It has been striking for me to notice how different it is to teach beading to a class of adults compared to a class of kids. Everyone can typically follow the step by step instructions to learn the techniques easily enough. But when it comes to jewelry designing, the two groups as a whole approach it very differently.
I have a little speech that I give adults so they can feel safe letting their creative side express itself. I remind them that everyone is naturally creative. I suggest that they don’t compare themselves to anyone else. Don’t put pressure on yourself to make your design perfect; designing is a process of trial and error. You don’t have to figure it all out in advance, beads are forgiving; get started stringing and if you change your mind, you can always change it. As I speak these words to the adults, I can visibly see them relaxing.
After having taught beading classes to adults in the San Francisco Bay Area, I taught a kid’s class and started to give my “everyone is creative” speech. The kids showed no signs of interest; they were ready to start creating now!

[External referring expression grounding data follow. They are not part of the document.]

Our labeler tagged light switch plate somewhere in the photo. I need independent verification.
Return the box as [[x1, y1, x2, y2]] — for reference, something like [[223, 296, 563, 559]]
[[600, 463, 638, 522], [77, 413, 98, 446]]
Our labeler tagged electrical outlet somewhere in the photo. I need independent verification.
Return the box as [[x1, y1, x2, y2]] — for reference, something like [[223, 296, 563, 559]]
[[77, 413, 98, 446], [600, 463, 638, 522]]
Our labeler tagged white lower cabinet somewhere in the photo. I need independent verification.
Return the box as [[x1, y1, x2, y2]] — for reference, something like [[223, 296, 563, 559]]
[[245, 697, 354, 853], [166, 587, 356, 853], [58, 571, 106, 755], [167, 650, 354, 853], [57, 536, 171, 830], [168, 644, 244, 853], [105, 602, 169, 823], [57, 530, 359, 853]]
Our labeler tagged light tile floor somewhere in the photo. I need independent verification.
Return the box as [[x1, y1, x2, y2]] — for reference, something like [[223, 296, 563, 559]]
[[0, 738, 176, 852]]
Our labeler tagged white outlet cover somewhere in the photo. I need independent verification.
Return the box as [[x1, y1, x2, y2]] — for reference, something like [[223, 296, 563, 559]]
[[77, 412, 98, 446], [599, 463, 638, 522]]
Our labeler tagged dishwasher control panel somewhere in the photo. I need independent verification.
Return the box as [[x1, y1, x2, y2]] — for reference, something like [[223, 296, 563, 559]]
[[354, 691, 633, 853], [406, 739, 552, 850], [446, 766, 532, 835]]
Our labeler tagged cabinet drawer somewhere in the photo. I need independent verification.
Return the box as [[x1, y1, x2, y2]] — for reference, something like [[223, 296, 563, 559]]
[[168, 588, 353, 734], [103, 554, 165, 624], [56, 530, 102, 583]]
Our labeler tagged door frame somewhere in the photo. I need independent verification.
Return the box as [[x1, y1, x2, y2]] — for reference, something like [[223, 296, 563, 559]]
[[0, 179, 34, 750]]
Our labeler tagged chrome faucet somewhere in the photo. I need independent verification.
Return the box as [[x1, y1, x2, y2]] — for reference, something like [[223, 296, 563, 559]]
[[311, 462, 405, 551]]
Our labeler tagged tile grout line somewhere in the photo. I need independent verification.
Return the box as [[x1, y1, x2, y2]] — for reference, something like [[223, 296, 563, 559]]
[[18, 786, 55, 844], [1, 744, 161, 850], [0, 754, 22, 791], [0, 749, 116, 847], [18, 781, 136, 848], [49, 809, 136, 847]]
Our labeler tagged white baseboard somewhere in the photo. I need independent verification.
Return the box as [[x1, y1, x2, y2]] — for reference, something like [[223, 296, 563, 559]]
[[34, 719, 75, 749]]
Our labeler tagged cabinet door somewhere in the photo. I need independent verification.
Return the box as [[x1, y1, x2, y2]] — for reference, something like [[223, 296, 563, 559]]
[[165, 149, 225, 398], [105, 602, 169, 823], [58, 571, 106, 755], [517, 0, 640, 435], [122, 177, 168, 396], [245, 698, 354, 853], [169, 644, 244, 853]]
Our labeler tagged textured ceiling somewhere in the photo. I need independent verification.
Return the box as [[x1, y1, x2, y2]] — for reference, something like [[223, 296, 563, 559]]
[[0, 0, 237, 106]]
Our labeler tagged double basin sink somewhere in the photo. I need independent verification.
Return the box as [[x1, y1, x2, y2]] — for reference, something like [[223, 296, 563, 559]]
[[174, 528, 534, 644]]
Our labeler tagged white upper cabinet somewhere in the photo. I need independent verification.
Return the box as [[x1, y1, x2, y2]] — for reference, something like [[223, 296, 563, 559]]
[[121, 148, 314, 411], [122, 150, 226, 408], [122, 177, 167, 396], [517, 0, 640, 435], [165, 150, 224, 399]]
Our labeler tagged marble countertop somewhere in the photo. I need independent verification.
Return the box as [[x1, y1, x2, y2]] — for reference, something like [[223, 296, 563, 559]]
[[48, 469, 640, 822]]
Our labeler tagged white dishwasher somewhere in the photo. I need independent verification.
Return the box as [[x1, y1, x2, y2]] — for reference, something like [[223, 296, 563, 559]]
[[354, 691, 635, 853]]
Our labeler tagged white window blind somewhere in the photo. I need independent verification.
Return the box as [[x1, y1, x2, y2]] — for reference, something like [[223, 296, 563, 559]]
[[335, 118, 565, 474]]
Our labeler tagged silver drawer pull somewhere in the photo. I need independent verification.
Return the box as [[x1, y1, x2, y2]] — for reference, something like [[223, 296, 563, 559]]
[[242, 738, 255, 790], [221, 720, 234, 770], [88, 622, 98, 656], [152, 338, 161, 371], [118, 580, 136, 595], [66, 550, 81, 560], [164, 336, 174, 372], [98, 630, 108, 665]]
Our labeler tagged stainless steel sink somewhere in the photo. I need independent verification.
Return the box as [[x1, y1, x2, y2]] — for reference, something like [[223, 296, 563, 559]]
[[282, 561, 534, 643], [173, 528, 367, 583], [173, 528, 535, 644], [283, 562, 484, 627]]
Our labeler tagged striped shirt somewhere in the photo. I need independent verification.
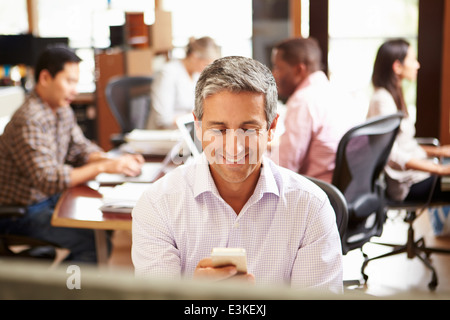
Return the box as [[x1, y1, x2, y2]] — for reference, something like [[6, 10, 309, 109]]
[[132, 154, 343, 293], [0, 91, 101, 205]]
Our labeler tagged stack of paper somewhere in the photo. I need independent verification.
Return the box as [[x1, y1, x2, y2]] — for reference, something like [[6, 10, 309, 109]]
[[124, 129, 182, 155], [99, 183, 150, 213]]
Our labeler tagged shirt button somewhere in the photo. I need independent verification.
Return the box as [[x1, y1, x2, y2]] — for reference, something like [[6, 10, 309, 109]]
[[234, 222, 239, 228]]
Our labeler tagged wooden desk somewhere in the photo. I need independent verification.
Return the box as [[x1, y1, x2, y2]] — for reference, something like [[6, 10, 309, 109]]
[[51, 154, 172, 265], [52, 184, 132, 230], [51, 184, 133, 265]]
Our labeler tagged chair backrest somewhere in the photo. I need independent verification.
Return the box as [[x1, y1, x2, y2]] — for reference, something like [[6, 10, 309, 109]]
[[105, 76, 153, 133], [332, 112, 403, 254], [307, 176, 348, 248]]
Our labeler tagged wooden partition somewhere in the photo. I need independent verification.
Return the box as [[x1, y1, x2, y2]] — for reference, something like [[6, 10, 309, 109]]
[[95, 50, 125, 151], [416, 0, 450, 144], [440, 0, 450, 144], [289, 0, 302, 37]]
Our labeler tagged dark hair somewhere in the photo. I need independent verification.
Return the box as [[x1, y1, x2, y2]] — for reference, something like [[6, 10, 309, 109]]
[[34, 45, 81, 83], [372, 39, 410, 115], [273, 37, 322, 72]]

Why the difference in the two groups? I believe that it is because the kids have not yet had so much criticism that it debilitated their creativity. As adults, we have a stockpile of memories of when someone told us that what we were doing was not ________ enough. The more we heard it, the more we believed it. Even long after the outside critical voice has gone silent, the echoes live in us as our inner critic. It is not the criticism itself, it is how we relate to it, that affects our creativity.
I have learned to evaluate whether to hold the other person’s feedback with more weight than my own point of view. A friend told me that she has learned, “Just because someone says something doesn’t mean that it is true.” Sometimes the gift is learning to trust myself to discern how much to value the other’s feedback.
One Friday at Bead Night I was putting a necklace together. I had decided on a filigree-wrapped pink calcite focal bead. Something was missing for me, and I hooked on a piece of chain with a pearl and asked the other gals if they thought the addition worked. The lack of enthusiasm in their response (which I sometimes hear as criticism) told me it wasn’t working. Still I felt that I was on the right track and stuck with my inner vision. I shortened the chain and then the feedback was unanimous approval. The finished necklace design is now a bead jewelry kit on our website called, “Softness“.
I believe that feedback is a gift, although it doesn’t always feel that way at first. Warren Wiersbe is known to say, “Truth without love is brutality, and love without truth is hypocrisy.” I use this as my guide, and make sure that the love, the heart that someone puts into something, does not go unacknowledged amidst my “constructive feedback”.
I do not always get to choose when, from where or how criticism may come. When it comes my way, I can look within my heart to see what I can learn from it. If I can be in touch with the beauty of who I am deep inside, a goal that is not always easy to accomplish, then I can keep the criticism in its true perspective.